Le 2021-09-07 21:41, Brian Tiffin a écrit :

Anton Ertl wrote: On Tue, Sep 07, 2021 at 02:26:57PM -0400, Brian Tiffin wrote: Drop after-l. Don't wait for the next key
stroke to decide what state to put the console in.  It becomes a mental
mode breaking point, with a distracting screen paint out of order. There is some truth to that. However, we actually want to extend the
AFTER-L functionality: After a WHERE and a WW, NW, BW, or a backtrace
and TT, NT, BT, cursor-left/cursor-righ should switch from one result
to the next.

Personally, I'd drop right to console mode, (where up/down arrow is
history recall, not a new mental mode of scrolling text) and let
programmers two-type the b<ret> and n<ret>.  The flash from source view
to normal console with the stack status blue bar, is distracting.

Just a suggestion. Probably a thing that will sink into muscle memory, Has not happened for me yet.

I am open to alternatives.  Maybe we could make the after-l state look
as if we are back in the text interpreter, and use some keys that are
not normally used at an empty line in the text interpreter instead of
the cursor-up/down keys.  Or equivalently, let the interpreter's
EDIT-LINE do the AFTER-L functionality if one of the right keys are

- anton
 Yeah, it's not an easy design balance, but I do think I'd prefer an
off-normal key to start scrolling, and just let after-l return to an ok
prompt.  That to me, would be less intrusive than current modal after-l.

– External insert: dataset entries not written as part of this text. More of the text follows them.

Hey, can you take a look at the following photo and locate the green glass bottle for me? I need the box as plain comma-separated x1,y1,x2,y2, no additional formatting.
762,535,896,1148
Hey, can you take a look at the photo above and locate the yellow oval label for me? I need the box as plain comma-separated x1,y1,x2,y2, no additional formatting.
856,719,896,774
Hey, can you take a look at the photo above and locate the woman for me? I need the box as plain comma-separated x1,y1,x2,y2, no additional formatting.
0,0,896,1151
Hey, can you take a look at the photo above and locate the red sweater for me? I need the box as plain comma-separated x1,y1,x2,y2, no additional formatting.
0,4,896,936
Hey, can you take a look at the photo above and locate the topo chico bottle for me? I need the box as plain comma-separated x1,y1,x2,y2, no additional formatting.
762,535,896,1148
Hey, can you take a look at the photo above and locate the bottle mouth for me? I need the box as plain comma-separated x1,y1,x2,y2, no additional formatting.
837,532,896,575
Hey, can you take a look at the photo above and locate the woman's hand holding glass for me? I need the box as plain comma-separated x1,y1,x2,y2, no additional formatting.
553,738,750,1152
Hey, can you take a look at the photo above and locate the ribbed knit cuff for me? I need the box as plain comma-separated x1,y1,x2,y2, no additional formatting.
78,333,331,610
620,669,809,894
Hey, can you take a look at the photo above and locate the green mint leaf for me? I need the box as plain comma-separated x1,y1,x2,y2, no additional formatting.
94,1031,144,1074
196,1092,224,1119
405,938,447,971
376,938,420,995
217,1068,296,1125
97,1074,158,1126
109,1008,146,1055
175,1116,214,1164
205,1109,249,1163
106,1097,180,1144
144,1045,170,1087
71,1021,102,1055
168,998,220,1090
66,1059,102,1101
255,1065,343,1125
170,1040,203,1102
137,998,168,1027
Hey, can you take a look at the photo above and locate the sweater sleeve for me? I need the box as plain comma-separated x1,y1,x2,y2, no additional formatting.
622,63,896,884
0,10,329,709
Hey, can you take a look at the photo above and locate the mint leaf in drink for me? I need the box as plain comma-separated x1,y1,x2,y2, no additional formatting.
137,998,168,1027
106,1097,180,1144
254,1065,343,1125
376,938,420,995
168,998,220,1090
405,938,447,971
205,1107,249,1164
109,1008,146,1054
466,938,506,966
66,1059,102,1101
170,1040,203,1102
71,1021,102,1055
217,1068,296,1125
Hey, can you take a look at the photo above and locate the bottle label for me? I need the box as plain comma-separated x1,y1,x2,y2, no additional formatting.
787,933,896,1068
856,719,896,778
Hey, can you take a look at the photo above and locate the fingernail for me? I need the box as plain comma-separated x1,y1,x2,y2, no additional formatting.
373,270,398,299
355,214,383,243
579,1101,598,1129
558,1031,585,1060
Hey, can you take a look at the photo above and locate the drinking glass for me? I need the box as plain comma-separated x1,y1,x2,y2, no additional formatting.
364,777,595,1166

Like all good art, can't explain it, but you know it when you see it. :-)

Regardless, another round of approval for the trends in Gforth with the
locate toolset.  Thanks for that.

Now just to find the magic that let's you ponder in forth while in an
editor.  Which for me always leads back to a block edit mode, or at the
least, find a way to have a forth scrub sheet to play with while in an
edit headspace.  I'm used to vim, and it doesn't really bend to allow
for thinking forth while typing forth.

And this is all just old guy yearnings from a time past.  But it was so
satisfying compared to the modern approach of external text files with
external tools, creating speed bumps that busts a mental state and
forces an ejection seat out of the zone.